Summary: Part 1 of Dream Maker series. Big Idea: We are all dysfuntion, but don’t get used to the status quo of dysfunctional world you are living in. God doesn’t. God will not content to leave you there; He has something better in mind. He has a dream for you.
DREAM MAKING IN THE MIDST OF A DYSFUNCTIONAL WORLD
Part 1 of the Dream Maker Series
English Worship, Vietnamese Alliance Church at Midway City
June 5, 2005
Genesis 37:5 "Joseph had a dream, and when he told it to his brothers, they hated him all the more."
We all had some sort of dysfunctional background.
When I was growing up my dad had some serious illness with his kidneys and as a result my mom and dad slept on separate beds. And I always thought that was normal for husband and wife not to sleep together when their children are grown. Until I mentioned about that as I was dating Jenney, she said that was strange, because her mom and dad was still sleeping together.
But then I noticed that Jenney’s family had their strangeness as well. In one of our first dates, Jenney was calling home to inform her mom that she won’t be home for dinner; she was screaming on the phone, "Má ðó hả? Tối nay tui không về ãn cõm ðâu nghe!"[i] To me that was strange, “Are you always talking like that to your mom?” And she replied, “Yeah, that’s how we talk in our family.”
Some of you would probably laugh out loud, “Come’ on, Bumble – you called that dysfunctional? At least your parents are not control-freaks. Mine are. They have always had these big ambitions for me. They tell me what my career should be, who my friends should be, what kind of car I should drive, and who I should date. It’s like they expect me to be perfect but don’t really believe I can blow my own nose. I feel like I’m suffocating, but if I get the least bit independent, they would try to control me with money…”
And I am sure someone else can trump them, “That’s nothing! My dad was an alcoholic and very abusive. I was always afraid to invite other kids over because I didn’t want them to see what my family was like. I never really got close to people, now I don’t seem to know how to let others get close. I really don’t know how to have a good relationship. Most of the time I feel pretty alone”[ii]

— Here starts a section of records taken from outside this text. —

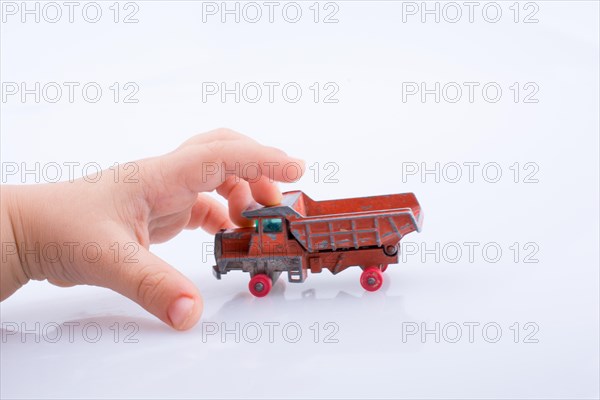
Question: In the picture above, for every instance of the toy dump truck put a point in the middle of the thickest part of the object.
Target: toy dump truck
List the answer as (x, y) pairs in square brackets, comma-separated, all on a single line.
[(301, 234)]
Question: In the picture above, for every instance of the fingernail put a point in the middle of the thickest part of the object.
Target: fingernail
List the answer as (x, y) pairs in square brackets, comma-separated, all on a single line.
[(180, 311)]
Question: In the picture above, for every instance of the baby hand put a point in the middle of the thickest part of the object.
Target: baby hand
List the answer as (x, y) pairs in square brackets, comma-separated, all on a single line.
[(45, 228)]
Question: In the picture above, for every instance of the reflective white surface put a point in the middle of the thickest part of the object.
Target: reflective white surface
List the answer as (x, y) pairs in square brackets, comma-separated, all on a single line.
[(327, 337)]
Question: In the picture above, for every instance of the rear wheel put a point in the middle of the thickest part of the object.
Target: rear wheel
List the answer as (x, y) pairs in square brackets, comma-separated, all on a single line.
[(260, 285), (371, 279)]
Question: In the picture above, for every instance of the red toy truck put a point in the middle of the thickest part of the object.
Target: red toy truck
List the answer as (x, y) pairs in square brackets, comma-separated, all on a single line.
[(301, 234)]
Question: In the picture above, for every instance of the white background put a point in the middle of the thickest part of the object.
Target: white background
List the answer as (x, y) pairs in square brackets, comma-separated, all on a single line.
[(367, 136)]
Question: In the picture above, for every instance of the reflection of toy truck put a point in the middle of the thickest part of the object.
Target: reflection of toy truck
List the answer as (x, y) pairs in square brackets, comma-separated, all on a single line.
[(301, 234)]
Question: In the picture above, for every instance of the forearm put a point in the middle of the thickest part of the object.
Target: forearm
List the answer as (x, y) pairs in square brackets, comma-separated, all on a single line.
[(12, 275)]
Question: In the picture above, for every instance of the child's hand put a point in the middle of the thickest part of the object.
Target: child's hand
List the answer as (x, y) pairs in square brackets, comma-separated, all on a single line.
[(98, 233)]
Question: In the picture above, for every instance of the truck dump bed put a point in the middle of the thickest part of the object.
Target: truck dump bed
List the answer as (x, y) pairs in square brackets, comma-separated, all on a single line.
[(346, 223)]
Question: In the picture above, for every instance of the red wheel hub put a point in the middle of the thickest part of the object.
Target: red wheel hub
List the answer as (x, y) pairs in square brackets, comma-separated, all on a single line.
[(371, 279), (260, 285)]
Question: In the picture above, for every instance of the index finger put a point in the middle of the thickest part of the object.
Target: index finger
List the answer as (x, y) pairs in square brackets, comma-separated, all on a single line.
[(205, 166)]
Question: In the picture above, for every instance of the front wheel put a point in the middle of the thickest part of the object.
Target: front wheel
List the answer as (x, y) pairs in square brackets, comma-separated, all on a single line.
[(371, 279), (260, 285)]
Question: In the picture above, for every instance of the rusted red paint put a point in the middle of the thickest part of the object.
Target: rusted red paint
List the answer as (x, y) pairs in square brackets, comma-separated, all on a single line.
[(317, 235)]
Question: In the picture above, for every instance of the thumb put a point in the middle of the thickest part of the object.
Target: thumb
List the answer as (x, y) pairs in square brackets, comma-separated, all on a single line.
[(159, 288)]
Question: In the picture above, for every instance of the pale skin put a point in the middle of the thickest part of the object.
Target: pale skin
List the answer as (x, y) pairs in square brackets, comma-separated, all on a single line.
[(164, 197)]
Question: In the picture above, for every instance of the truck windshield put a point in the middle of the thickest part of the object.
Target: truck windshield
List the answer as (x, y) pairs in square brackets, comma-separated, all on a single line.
[(272, 225)]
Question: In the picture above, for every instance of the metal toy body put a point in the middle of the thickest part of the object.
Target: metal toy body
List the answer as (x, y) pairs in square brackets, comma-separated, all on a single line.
[(301, 234)]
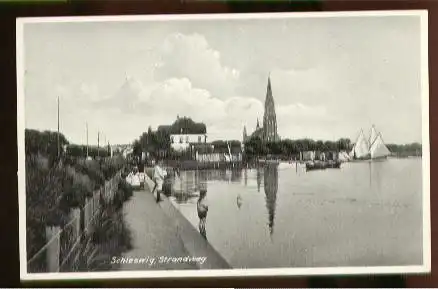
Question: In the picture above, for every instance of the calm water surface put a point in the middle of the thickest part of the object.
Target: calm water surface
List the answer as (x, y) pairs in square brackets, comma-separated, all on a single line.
[(364, 214)]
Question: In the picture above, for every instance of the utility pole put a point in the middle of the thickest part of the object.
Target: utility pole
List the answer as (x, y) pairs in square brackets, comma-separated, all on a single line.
[(58, 131), (86, 126), (98, 144)]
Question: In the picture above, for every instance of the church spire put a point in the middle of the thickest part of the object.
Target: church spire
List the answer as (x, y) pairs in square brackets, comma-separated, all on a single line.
[(269, 117)]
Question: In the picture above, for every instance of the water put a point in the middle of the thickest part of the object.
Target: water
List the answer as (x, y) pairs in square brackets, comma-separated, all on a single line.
[(364, 214)]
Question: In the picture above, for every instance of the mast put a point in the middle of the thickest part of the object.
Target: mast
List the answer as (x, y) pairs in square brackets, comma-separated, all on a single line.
[(373, 135), (98, 143), (379, 149), (58, 131), (86, 127)]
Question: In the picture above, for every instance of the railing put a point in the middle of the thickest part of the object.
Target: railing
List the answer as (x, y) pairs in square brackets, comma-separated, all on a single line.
[(60, 253)]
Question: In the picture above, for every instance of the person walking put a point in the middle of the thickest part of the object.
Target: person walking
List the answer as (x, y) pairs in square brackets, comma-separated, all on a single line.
[(159, 175), (202, 207)]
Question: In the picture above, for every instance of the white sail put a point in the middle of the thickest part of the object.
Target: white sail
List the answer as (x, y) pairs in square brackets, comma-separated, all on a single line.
[(361, 148), (379, 149), (373, 135)]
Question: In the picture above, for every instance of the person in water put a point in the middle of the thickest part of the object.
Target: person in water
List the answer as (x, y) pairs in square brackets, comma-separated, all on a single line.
[(158, 179), (202, 207)]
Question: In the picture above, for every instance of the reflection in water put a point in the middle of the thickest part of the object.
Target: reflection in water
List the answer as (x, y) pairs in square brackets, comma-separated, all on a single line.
[(239, 201), (271, 188), (202, 208), (259, 179), (375, 172)]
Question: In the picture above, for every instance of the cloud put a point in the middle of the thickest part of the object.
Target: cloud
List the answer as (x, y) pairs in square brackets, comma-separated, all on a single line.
[(191, 56)]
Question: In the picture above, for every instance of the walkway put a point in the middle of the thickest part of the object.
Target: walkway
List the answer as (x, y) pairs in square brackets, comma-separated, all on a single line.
[(153, 234)]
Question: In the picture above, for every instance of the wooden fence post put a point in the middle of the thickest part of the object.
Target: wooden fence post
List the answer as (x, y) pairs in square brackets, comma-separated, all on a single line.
[(53, 249)]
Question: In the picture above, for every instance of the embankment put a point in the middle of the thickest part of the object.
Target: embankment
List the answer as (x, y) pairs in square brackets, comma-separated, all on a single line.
[(194, 243)]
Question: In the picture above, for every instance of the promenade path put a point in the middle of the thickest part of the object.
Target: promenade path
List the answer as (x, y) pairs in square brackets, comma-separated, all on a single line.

Well, well, well – before we turn the whole things into a dysfunctional-bragging-fest. We need to acknowledge that dysfunctions are everywhere, even one of Time magazine journalist wrote, “Family dysfunction is now taken for granted, so the pressing question is what to do about it, and the prevailing answer is: just get over it”[iii].
But can you just “get over it”? Consider the family situation of a teenager I shall call Jay. Jay’s dad was a drifter. His dad was a con man, constantly on the move. He had two wives, and both of them were sisters. He also had two mistresses on the side, and ton of children from these relationships. Jay’s dad didn’t care much about the family[iv]. When Jay was 11 years old, his sister was raped in a town corner. His dad did nothing about it. So his older brothers plotted the revenge and killed a bunch of guys from that neighborhood and robbed them too[v]. That was the deal with the outside. On the inside the family was pretty messed up too. Jay’s real mom died when he was a kid. His dad’s getting old and his older brothers got worse with all sorts of troubles. The oldest brother even had an affair with his dad’s mistress. And the dad still did nothing about it. What a mess. And that was the dysfunctional background of Joseph in our text this week, Genesis 37.